How breakthrough infection rates for vaccines will make a difference
The Centers for Disease Control and Prevention (CDC) now recommends that people who are fully vaccinated against COVID-19 can resume activities akin to what they enjoyed prior to the pandemic. With over 146 million people fully vaccinated, this means that well over one-half of all those 12 years of age and older can safely enjoy social and work activity with negligible risk of infection.
But negligible risk is not-zero risk. Breakthrough infections, those that occur with people fully vaccinated, quantify such risk.

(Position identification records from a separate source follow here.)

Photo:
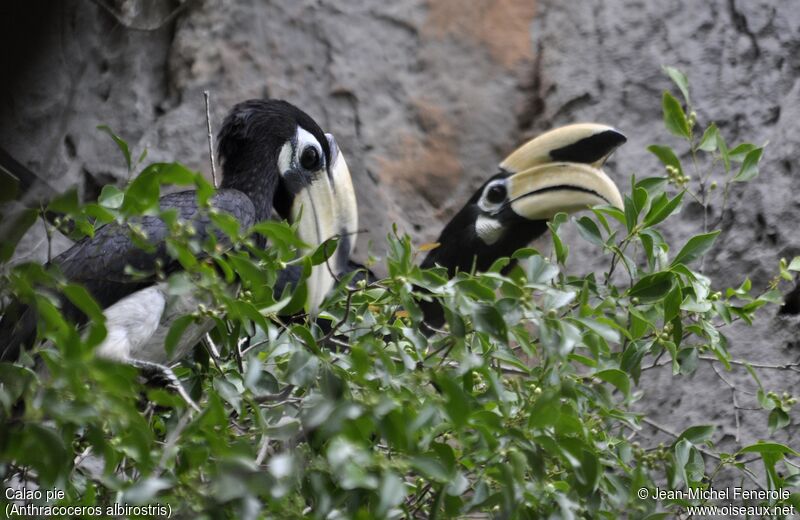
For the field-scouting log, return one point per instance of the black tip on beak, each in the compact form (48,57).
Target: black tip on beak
(592,149)
(334,148)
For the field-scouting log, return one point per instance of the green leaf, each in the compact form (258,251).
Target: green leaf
(488,319)
(145,490)
(710,139)
(111,197)
(749,169)
(679,78)
(672,303)
(661,209)
(740,152)
(682,450)
(667,156)
(121,144)
(763,447)
(616,377)
(696,247)
(589,230)
(674,117)
(777,419)
(392,491)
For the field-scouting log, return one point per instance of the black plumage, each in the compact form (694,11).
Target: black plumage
(249,144)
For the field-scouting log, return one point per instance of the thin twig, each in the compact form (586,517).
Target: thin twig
(210,141)
(713,455)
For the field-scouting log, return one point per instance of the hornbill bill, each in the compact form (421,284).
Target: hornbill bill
(273,155)
(558,171)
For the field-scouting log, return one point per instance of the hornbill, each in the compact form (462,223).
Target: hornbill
(273,155)
(558,171)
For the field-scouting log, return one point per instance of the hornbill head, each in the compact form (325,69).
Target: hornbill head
(278,154)
(558,171)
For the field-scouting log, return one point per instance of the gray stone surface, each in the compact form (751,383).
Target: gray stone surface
(425,97)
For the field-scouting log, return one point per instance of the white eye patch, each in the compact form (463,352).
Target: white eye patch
(289,156)
(494,196)
(489,230)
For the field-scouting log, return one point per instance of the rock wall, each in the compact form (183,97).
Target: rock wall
(425,97)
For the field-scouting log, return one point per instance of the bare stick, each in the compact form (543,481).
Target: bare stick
(210,142)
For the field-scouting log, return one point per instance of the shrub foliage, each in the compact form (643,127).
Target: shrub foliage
(524,407)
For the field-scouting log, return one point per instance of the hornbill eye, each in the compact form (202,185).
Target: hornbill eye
(496,194)
(309,159)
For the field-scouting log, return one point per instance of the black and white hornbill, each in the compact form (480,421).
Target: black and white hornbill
(558,171)
(273,155)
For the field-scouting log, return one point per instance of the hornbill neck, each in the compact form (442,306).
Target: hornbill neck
(259,184)
(460,248)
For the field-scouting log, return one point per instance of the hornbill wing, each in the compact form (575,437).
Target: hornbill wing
(99,262)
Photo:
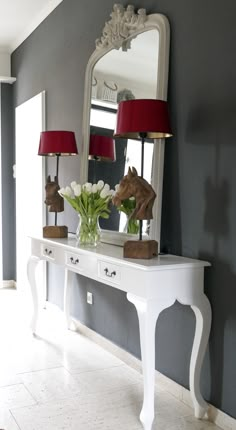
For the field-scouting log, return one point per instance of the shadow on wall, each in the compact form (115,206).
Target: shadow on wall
(207,125)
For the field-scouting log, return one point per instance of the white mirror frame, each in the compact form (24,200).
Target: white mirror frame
(104,45)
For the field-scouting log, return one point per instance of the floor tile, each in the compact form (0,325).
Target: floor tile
(60,380)
(112,379)
(15,396)
(50,384)
(7,421)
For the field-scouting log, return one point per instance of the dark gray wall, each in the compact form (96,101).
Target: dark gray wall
(199,204)
(8,185)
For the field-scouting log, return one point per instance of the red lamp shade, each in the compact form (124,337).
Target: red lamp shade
(143,116)
(57,143)
(102,148)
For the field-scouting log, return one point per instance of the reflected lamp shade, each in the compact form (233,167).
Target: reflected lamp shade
(57,143)
(102,148)
(143,116)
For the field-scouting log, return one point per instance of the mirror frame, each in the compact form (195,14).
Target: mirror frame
(103,46)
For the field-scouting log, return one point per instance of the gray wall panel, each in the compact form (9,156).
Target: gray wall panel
(199,202)
(8,183)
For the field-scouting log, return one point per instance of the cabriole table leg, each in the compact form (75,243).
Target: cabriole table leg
(148,312)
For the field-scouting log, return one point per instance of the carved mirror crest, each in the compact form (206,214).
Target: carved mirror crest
(130,61)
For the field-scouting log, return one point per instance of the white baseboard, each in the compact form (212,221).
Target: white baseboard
(214,415)
(8,284)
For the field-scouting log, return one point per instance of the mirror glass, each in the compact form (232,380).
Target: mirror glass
(116,76)
(120,74)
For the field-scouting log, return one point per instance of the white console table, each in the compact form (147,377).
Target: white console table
(151,285)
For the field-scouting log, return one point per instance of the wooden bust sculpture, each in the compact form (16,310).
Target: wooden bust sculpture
(55,204)
(133,185)
(136,186)
(53,199)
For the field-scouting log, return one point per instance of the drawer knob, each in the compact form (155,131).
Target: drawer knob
(109,274)
(74,261)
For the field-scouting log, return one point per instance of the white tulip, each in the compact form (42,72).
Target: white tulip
(100,185)
(88,187)
(111,193)
(104,193)
(77,190)
(94,188)
(73,184)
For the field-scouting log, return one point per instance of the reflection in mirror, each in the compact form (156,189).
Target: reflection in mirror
(121,75)
(123,68)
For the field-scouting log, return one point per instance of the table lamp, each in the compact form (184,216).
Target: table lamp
(141,119)
(56,143)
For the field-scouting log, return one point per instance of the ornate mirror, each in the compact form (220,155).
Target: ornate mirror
(130,61)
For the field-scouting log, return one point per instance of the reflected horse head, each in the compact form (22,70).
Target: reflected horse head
(53,199)
(133,185)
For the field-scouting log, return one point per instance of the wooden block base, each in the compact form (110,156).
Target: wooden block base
(55,231)
(140,249)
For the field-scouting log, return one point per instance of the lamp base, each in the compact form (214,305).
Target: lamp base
(55,231)
(145,249)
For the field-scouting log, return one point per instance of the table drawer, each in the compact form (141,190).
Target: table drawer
(109,272)
(74,260)
(48,251)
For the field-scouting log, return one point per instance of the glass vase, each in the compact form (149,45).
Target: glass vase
(88,230)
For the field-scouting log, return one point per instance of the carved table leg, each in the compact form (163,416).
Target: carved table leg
(67,296)
(148,312)
(202,310)
(31,267)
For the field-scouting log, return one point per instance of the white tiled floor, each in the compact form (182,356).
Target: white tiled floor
(60,380)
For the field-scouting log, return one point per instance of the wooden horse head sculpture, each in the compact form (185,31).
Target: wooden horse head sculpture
(136,186)
(53,199)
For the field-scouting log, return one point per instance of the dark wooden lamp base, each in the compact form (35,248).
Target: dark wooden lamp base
(145,249)
(55,231)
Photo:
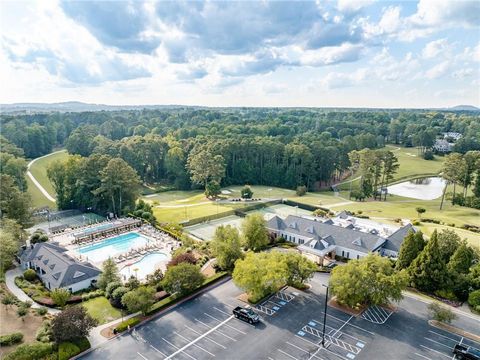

As of April 30 , the CDC reported over 10,000 breakthrough infections out of over 100 million people fully vaccinated. Given that many such infections are asymptomatic or with mild symptoms, hence never detected, this value is likely significantly lower than the actual number of such infections. As such, the CDC stopped updating this data and began to report hospitalization and deaths amongst breakthrough infections — data that are easier to track.
As of June 8, the CDC reported around 3,300 hospitalizations amongst the 140 million people fully vaccinated, a rate of one hospitalization for every 42,000 people. They also report a rate of one death for every 230,000 people. The CDC adds that some of the hospitalizations and deaths were likely unrelated to COVID-19, even though these people tested positive, which would make the breakthrough infection hospitalization and death rates even more favorable.
The low breakthrough infection hospitalization and death rates are evidence that the COVID-19 vaccines are protecting people. Coupled with the low adverse event rates associated with the vaccines makes them a noteworthy public health success story.
But the story does not end there.
With three vaccines available (Pfizer, Moderna and Johnson & Johnson), and more on the way (like the Novavax vaccine), the CDC must take the next logical step and report breakthrough infection rates partitioned by each vaccine manufacturer. Given that the Pfizer and Moderna vaccines use the same messenger RNA (mRNA) technology, they are likely experiencing similar breakthrough infection hospitalization and death rates. Are such rates higher or lower than those for the Johnson & Johnson vaccine?
It is understandable that if any one vaccine should have a less favorable breakthrough infection hospitalization and death rates, people might not want to take the vaccine, effectively ending its use in the nation, even if their absolute baseline rates are acceptable. However, the CDC has a responsibility to share such data with the public, since hiding the information will create controversy and credibility issues when it invariably becomes public in the future.
With over 30 percent of the adult population continuing to be COVID-19 vaccine-hesitant, data transparency on the effectiveness of each COVID-19 vaccine is critical to get to 70 to 90 percent of the population fully vaccinated. Fully disclosing breakthrough infection data partitioned by each vaccine manufacturer may make one vaccine more attractive than the others in the eyes of the public, and possibly devalue one or more vaccines to the point that it will no longer be desirable. That is a byproduct of a free market system, where the most favorable products gain the greatest market share.
The good news is that all three vaccine manufacturers have sufficient capacity to meet the remaining needs in our nation and, in time, the rest of the world. Even with the federal government acting as the sole payer for the COVID-19 vaccines, when given choices, people will choose the product that offers the best value and qualities. Breakthrough infection hospitalization and death rates provide objective efficacy measures that can help inform those who remain vaccine-hesitant.
Expecting all three vaccines to yield identical efficacy profiles is naïve. With three vaccines available, and more in the pipeline for FDA approval, breakthrough infection hospitalization and death rates can provide a basis for choosing. Transparency with such data is critical to reinforce credibility of the CDC and their role in leading our nation forward to a safe and secure public health environment for all.
Sheldon H. Jacobson, PhD, is a founder professor of Computer Science at the University of Illinois at Urbana-Champaign. He applies his expertise in data-driven risk-based decision-making to evaluate and inform public health policy.